A spokesperson for Chestnut said that the company had not been aware of the rent strike at its Sterling Place properties until Brooklyn Paper reached out for comment Monday morning. The rep disputed that Chestnut has been a derelict landlord, arguing instead that they have had a “very open line of communication with everybody ” in the buildings and conducted repair work in a timely manner, and said that the landlord had upgraded the buildings’ electrical wiring earlier this year as an example.
They also said that some tenants had “not been cooperative” with Chestnut after asking for repairs, hindering their ability to complete them, and denied tenants’ claims that they had to perform cleaning and repairs by themselves.
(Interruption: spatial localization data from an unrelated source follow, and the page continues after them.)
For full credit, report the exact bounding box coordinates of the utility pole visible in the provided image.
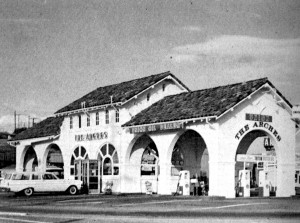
[16,114,21,129]
[30,117,38,126]
[14,111,16,131]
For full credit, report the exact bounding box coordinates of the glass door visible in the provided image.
[75,159,88,193]
[88,160,101,194]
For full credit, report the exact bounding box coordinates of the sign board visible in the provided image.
[245,113,272,122]
[292,105,300,120]
[236,154,276,163]
[129,122,184,134]
[75,132,108,141]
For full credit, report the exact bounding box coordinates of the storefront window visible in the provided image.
[103,158,112,175]
[141,145,159,176]
[70,146,88,176]
[99,144,119,176]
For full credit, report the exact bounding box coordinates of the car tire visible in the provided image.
[24,188,33,197]
[68,185,78,195]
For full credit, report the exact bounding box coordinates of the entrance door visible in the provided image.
[88,160,101,194]
[75,159,101,194]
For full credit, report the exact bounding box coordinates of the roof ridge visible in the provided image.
[191,77,268,94]
[54,71,176,114]
[94,71,171,91]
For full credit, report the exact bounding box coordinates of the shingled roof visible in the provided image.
[11,116,64,141]
[55,71,189,114]
[122,77,292,127]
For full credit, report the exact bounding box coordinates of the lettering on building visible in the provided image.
[245,113,272,122]
[75,132,108,141]
[235,122,281,142]
[129,122,184,134]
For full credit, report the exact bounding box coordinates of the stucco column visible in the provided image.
[276,163,295,197]
[157,162,172,195]
[152,133,176,195]
[215,161,236,198]
[16,145,26,172]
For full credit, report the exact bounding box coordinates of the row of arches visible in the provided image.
[20,128,277,196]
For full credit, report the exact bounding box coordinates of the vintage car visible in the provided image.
[0,172,83,196]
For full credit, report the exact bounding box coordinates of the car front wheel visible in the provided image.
[24,188,33,197]
[68,185,78,195]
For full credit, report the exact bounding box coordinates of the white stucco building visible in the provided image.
[10,71,298,198]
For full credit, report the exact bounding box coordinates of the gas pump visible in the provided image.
[179,170,190,196]
[259,170,270,197]
[238,169,250,197]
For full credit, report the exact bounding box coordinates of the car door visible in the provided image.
[42,173,64,192]
[31,173,43,192]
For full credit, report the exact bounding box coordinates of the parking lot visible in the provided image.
[0,193,300,223]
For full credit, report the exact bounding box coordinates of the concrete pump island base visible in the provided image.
[9,71,298,198]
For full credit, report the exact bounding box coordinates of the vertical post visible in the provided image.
[14,111,16,131]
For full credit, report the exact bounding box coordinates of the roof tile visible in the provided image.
[122,77,278,126]
[11,116,64,141]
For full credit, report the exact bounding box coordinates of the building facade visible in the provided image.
[11,72,297,198]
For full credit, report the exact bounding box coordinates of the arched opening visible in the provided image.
[235,130,277,197]
[23,146,38,172]
[171,130,208,195]
[70,146,89,183]
[129,134,159,194]
[45,144,64,179]
[98,143,119,176]
[97,143,119,194]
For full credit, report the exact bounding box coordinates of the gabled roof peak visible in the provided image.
[55,71,189,115]
[123,77,291,127]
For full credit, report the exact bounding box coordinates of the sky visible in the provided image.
[0,0,299,150]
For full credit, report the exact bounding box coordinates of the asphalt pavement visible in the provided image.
[0,193,299,222]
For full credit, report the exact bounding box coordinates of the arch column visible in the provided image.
[151,133,177,195]
[277,163,295,197]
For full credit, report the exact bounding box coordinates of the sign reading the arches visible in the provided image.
[75,132,108,141]
[235,122,281,142]
[129,122,184,134]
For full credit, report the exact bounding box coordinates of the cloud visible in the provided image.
[182,26,203,32]
[170,36,300,63]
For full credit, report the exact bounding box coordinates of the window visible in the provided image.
[87,115,90,127]
[162,84,166,91]
[141,144,159,176]
[32,174,41,180]
[70,146,89,176]
[105,110,109,124]
[103,158,112,175]
[43,174,55,180]
[78,115,81,128]
[96,112,99,125]
[115,109,119,123]
[147,93,150,101]
[98,144,119,175]
[70,116,73,129]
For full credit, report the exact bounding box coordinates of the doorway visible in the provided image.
[75,159,102,194]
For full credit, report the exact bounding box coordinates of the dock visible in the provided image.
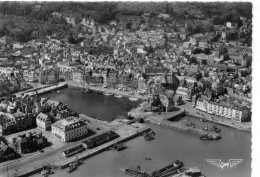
[16,119,151,177]
[58,125,151,169]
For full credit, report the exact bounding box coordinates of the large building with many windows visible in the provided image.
[51,117,88,142]
[195,97,250,122]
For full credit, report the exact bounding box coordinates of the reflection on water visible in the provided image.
[43,87,140,121]
[40,87,251,177]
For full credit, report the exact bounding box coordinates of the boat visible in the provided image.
[125,166,149,177]
[145,157,152,160]
[185,167,206,177]
[67,163,77,173]
[129,97,139,101]
[184,119,196,128]
[67,157,80,173]
[85,89,92,93]
[96,91,103,94]
[200,134,213,141]
[114,94,123,98]
[203,127,208,131]
[144,131,155,141]
[41,169,48,177]
[211,133,222,140]
[210,125,221,133]
[151,160,183,177]
[56,90,60,93]
[41,164,52,177]
[103,92,113,96]
[113,143,127,151]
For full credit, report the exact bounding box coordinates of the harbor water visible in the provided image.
[39,87,251,177]
[43,87,141,121]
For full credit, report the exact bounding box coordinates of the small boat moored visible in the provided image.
[67,157,80,173]
[103,92,113,96]
[114,94,123,98]
[210,125,221,133]
[129,97,139,101]
[145,157,152,160]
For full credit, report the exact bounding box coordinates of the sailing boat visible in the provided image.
[84,82,91,93]
[203,122,208,131]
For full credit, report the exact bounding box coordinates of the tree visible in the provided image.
[149,11,157,19]
[203,48,211,55]
[68,34,76,44]
[186,23,193,33]
[189,56,197,64]
[192,48,203,54]
[126,21,133,30]
[212,15,224,25]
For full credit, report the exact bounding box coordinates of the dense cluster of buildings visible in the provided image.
[0,11,253,162]
[12,132,48,154]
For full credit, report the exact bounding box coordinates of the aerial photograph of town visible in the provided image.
[0,1,257,177]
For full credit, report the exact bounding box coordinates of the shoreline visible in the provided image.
[0,110,150,177]
[128,101,251,132]
[67,81,151,101]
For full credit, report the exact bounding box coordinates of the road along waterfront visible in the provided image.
[29,87,251,177]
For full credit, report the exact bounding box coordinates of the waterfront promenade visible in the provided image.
[178,102,251,131]
[67,81,151,100]
[128,99,251,132]
[0,114,150,177]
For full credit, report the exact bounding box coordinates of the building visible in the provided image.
[0,35,12,45]
[158,14,170,19]
[52,117,88,142]
[39,67,59,84]
[82,131,119,149]
[0,137,16,162]
[195,96,250,122]
[12,132,48,154]
[0,112,36,135]
[36,113,52,131]
[176,87,191,100]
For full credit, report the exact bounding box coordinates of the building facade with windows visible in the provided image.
[195,98,250,122]
[51,117,88,142]
[36,113,52,131]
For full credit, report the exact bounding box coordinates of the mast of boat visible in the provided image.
[207,122,209,134]
[6,166,9,177]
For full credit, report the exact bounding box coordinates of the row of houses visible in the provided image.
[195,95,250,122]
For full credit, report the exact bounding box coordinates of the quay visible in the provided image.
[58,125,150,169]
[15,118,151,177]
[67,81,151,100]
[128,105,220,138]
[128,100,251,132]
[145,111,218,137]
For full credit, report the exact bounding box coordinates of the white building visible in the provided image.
[195,98,250,122]
[36,113,52,131]
[51,117,88,142]
[176,87,190,100]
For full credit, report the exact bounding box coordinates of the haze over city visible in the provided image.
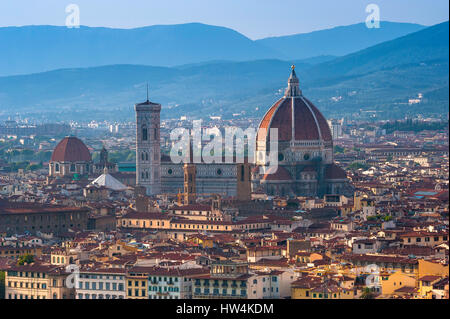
[0,0,448,307]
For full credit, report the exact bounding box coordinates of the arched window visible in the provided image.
[142,126,148,141]
[70,164,76,172]
[55,163,60,172]
[141,152,145,161]
[146,153,149,161]
[146,172,149,179]
[141,172,145,179]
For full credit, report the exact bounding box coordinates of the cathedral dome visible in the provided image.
[257,66,332,143]
[51,136,91,162]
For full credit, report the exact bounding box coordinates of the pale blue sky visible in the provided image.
[0,0,448,39]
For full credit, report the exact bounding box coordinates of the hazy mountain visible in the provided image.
[0,21,425,77]
[0,22,447,122]
[305,21,449,79]
[0,23,281,76]
[256,21,426,60]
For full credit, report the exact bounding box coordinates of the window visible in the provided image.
[142,127,148,141]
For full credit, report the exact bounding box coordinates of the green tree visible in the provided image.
[0,271,5,299]
[360,287,376,299]
[334,145,345,154]
[17,254,34,266]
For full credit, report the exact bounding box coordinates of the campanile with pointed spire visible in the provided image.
[135,85,161,196]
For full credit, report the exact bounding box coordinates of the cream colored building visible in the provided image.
[5,263,74,299]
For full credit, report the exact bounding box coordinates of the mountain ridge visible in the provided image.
[0,21,427,76]
[0,22,447,121]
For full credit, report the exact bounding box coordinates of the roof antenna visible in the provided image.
[146,82,149,102]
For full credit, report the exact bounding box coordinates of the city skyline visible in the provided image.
[0,0,448,306]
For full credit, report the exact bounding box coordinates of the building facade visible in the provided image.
[0,201,89,236]
[76,268,126,299]
[5,264,74,300]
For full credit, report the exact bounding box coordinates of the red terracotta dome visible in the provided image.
[51,136,91,162]
[257,67,332,143]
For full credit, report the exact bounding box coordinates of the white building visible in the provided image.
[327,119,343,140]
[76,268,126,299]
[247,270,297,299]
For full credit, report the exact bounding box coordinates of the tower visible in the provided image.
[135,87,161,195]
[183,163,196,204]
[99,145,108,165]
[236,163,251,201]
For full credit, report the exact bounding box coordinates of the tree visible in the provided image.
[334,145,345,154]
[0,271,5,299]
[360,287,376,299]
[17,254,34,266]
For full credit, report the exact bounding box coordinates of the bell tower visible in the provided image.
[236,163,251,201]
[183,163,196,204]
[135,86,161,195]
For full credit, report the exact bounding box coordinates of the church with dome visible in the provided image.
[252,66,352,197]
[48,136,117,179]
[49,136,93,178]
[48,68,352,200]
[134,66,353,199]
“When repairs are reported to us in the regular course of business, we always try to respond timely to these things,” the Chestnut spokesperson said. “Some of it obviously does require tenant cooperation, and as long as people are working with us, we’re happy to address any and all complaints timely.”
1402 and 1408 Sterling Place altogether have 268 open violations listed by HPD.
Iris could not be reached for comment.
Not everyone in the three buildings is joining the strike, with some still fearing reprisal. But most are taking part, tenants say; a walk-through in 1392 showed most units displaying a “Rent Strike” sign on their doors.
That’s because most tenants are at the end of their ropes. Francine Doyle, a 26-year resident at 1402 Sterling, said that she’s taking part after a massive leak in her apartment destroyed her computer. She sued after the landlord refused to provide more than $1 in remuneration, and though she lost that suit she still thinks she’s owed a computer.
“No more money until we get our apartments fixed,” Doyle said.